6 October 2021

Improving Access to Newham Learning Disabilities team

By Susan Alfred, Improvement Advisor and Rachel James, Speech and Language Therapist


“I met with a carer – they had to tell me, just as they have told many health professionals before, all about their journey. They seemed frustrated having to repeat this again and again”
Newham Learning Disabilities team  (NHLD) Team member

What was the Quality Issue?

When our team heard about the frustration expressed above, we knew we had a quality issue concerning access for our service users. There were also consistent problems with meeting our internal target of service users being seen within 28 days by Intensive Support Teams (ISTs). It was hard to ignore. We decided we needed to do something about it.

Understanding the problem

Assessing this issue, we discussed our experiences, and it was clear Newham Learning Disabilities (NHLD) team members were aware that if a service user required support from our team, the initial assessment process was long and slow. We also agreed that the paperwork we used was old fashioned/outdated and resulted in a long report. Most of the time it was likely this would be left somewhere to gather dust and not regularly used. Overall, it would take an average of 48 days from when the referral was received by the service to when it would be allocated to a clinician. This was an opportunity for improvement that we could take on as a team using quality improvement (QI) methodology. We used process mapping (also known as flow charting) to better understand the current process we had in place. This gave us opportunity to reflect and see things differently.

Creating a strategy

It was important that we came up with a good aim that addressed the need to decrease the time taken, where possible, to screen our referrals and get the person through to their intervention without unnecessary delay. We settled on: 50% of new referrals to be triaged, have an initial screening assessment, and to be accepted for treatment within 28 days by June 2020 (date later revised to March 2021). Learning Disabilities (LD) services were significantly impacted by COVID-19 and we decided to move the date we wanted to achieve our aim by to take this into account.

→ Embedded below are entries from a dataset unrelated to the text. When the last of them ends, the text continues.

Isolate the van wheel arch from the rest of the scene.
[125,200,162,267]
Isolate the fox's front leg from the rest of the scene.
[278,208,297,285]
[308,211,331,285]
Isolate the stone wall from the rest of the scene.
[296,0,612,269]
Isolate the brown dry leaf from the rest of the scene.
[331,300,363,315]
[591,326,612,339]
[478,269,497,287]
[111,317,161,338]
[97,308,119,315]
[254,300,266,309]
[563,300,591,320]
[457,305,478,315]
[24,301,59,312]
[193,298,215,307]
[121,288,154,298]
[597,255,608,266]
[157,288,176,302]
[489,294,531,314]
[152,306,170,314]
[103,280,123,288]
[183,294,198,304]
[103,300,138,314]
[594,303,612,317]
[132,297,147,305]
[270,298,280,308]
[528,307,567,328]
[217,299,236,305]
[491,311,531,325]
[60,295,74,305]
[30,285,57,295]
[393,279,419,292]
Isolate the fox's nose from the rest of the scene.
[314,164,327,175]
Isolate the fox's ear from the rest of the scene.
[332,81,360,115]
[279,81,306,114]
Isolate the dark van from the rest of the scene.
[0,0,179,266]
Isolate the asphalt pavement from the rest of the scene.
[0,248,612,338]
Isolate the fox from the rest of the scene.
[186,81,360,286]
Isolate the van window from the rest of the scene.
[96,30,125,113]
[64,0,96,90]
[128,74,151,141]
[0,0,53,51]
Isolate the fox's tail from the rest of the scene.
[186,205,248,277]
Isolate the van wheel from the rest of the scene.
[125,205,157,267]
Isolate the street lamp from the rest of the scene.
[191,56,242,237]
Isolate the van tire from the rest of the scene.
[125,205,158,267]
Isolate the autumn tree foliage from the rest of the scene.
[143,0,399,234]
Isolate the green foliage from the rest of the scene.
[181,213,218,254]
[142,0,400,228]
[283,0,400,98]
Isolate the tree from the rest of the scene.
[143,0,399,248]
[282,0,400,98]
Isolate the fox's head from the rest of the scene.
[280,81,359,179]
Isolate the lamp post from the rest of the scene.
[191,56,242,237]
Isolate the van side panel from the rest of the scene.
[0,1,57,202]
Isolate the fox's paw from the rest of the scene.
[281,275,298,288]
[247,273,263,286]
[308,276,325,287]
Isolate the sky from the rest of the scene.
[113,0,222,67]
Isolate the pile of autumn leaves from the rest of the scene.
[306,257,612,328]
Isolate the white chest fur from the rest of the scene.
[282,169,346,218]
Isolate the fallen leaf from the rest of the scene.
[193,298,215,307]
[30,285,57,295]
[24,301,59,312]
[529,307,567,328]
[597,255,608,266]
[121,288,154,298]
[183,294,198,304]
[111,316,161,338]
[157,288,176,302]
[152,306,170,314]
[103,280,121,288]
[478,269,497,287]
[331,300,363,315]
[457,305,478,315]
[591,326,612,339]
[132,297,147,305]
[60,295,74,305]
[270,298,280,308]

Then we got to work on idea generation as a team using various methods including at away days using paper, an ideas box and an online survey. Using the information we had gathered as a team, we were able to create a driver diagram which you can see in figure one below.

Figure 1: The project driver diagram

To help prioritise what to test first, we presented the various change ideas at a team meeting to help engage the team in decided where to work first. From this, the team decided to test four change ideas using Plan Do Study Act cycles (PDSA) in figure 2, pictured below.

Figure 2: The four change ideas tested using PDSA cycles


Testing Change Ideas

The first change idea was around having a named lead clinician for each referral. The second change idea was to test changing the time of referral meetings to ensure more timely presentations. From the data presented the team felt that these change ideas did not result in an improvement. The third change idea tested was to reallocate some team resources to create a triage team. It was felt that having a dedicated resource to do this would speed up the time from referral to allocation. This was first tested in October 2020 with 4 members of staff spending time triaging referrals. Overall, it was felt that this increased the quality of triage decisions and reduced time from referral to allocation. The final change idea tested was around the development of hospital passport-based triage. A hospital passport is a document detailing the needs of an individual living with Learning Disabilities.


Did we see an improvement?

As a result of the last two changes, the average time in days taken to allocate a referral to clinician reduced from 48 days in baseline to 16 days by the end of the project, a 66% reduction. This has been sustained over a period of 7 months. Figure three below highlights this.

Figure 3: Average number of days taken to allocate a referral to clinician (I chart)

We are now looking to co-locate with social care – we will bring what we have learned from this project into these discussions.